Rubin also said that “speaking of Iran’s other violations, its missile test, also according to the United Nations, violated its Security Council resolution.” The Hill, an online Washington-based news source reported what U.S. officials thought about Iran’s missile test:
However, the launch would not be in violation of the landmark international agreement struck between the U.S., Iran and other world powers to limit Tehran’s nuclear ambitions, officials insisted. That agreement, formally known as the Joint Comprehensive Plan of Action (JCPOA), “is about one issue and one issue only: Iran’s nuclear program,” the official added
Rubin agrees with the Foreign Policy Initiative (FPI), a neoconservative think tank who wrote an article titled ‘Time to Get Tough on Tehran’ by Eliot A. Cohen, co-founder of the Project for a New American Century (PNAC), Ray Takeyh, senior fellow and Iranian national at the Council of Foreign Relations (CFR) and Eric Edelman, Director of the Foreign Policy Initiative (FPI), the same think tank where Victoria Nuland’s (architect of the Ukrainian quagmire) husband Robert Kagan who is on the board of directors at the FPI “are critics of the deal, explain that any effective Iran policy is incompatible with the JCPOA.” According to Rubin:
The authors suggest, “In addition to revising the nuclear agreement, the United States should punish Iran for its regional aggression, sponsorship of terrorism, or human rights abuses. To do so, it should segregate Iran from the global economy by restoring as much of the sanctions architecture as possible. . . . And it should launch a campaign of political warfare to intensify the Iranian public’s disenchantment with the regime and deepen dissension within the ruling circle.”
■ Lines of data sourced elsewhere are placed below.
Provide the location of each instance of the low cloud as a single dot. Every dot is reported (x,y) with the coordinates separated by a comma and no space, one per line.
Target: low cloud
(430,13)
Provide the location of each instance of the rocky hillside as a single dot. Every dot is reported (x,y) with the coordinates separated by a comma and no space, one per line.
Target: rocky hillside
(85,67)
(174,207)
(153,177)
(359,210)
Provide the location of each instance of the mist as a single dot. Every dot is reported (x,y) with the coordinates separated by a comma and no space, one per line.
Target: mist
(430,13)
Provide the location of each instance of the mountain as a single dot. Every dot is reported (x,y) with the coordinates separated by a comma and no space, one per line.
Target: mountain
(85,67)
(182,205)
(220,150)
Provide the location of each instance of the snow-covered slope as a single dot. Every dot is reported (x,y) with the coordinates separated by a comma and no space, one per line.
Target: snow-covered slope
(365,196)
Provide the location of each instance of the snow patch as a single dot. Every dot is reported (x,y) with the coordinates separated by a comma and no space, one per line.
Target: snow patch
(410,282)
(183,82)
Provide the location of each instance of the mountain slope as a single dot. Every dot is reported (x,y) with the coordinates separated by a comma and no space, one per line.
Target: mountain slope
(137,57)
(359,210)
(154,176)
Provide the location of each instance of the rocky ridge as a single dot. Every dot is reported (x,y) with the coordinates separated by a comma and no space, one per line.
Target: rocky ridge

Rubin says that Cohen, Takeyh and Edelman do “emphasize the need to construct an anti-Iran coalition to roll back Iran’s moves toward regional domination.” Washington wants to dominate the Middle East as they do with the rest of the world. Iran has not invaded a sovereign nation for more than 200 years. They also suggest removing Syrian President Bashar al-Assad from power and set-up a no-fly zone and allowing Turkey back into the conflict. Cohen, Takeyh and Edelman also suggest rebuilding alliances with Sunni states and tribes with a small contingency of U.S. forces (advisors) on the ground. “Rather than pretend that Assad is our ally or that Russia is fighting the Islamic State, the next president will need to reassert U.S. leadership to combat Iran’s influence as it destroys the Islamic State”Rubin said. Washington’s support of the Islamic State to remove Assad is obvious and to say that Russia is not fighting terrorism is typical neo-conservative propaganda 101.
We know Russia’s success against the Islamic State has been problematic for Washington’s regime change operation against the Assad government since they are following the pentagon’s plan to take out “7 countries in 5 years”admitted by former Army General Wesley Clark. If Syria were to fall then Hezbollah and Iran would be next in line and that would lead to an all-out war in the region. But with Russia and Syria reclaiming cities and towns overrun by the Islamic State and other terror groups, it looks less likely to happen regardless what the lunatic neocons in Washington would like to see. The neocons would like to reapply the same foreign policy strategy that destabilized Iraq under the Bush administration and now they want the same for Syria and Iran. The neocons still have influence in Washington’s circle, so the question is; will the next president of the United States follow the neocon strategy in an attempt to “roll back” Iran’s influence in the Middle East? Will AIPAC, Menendez, Kirk and think tanks such as the FPI or the CFR influence the next president’s foreign policy decisions regarding Iran’s nuclear program? I expect tensions in the Middle East to escalate, leaving an open opportunity for neocon strategists to assist Washington in its crusade against Syria, Hezbollah and Iran which will fail because there is one major problem that stands in their way, and that is Russia.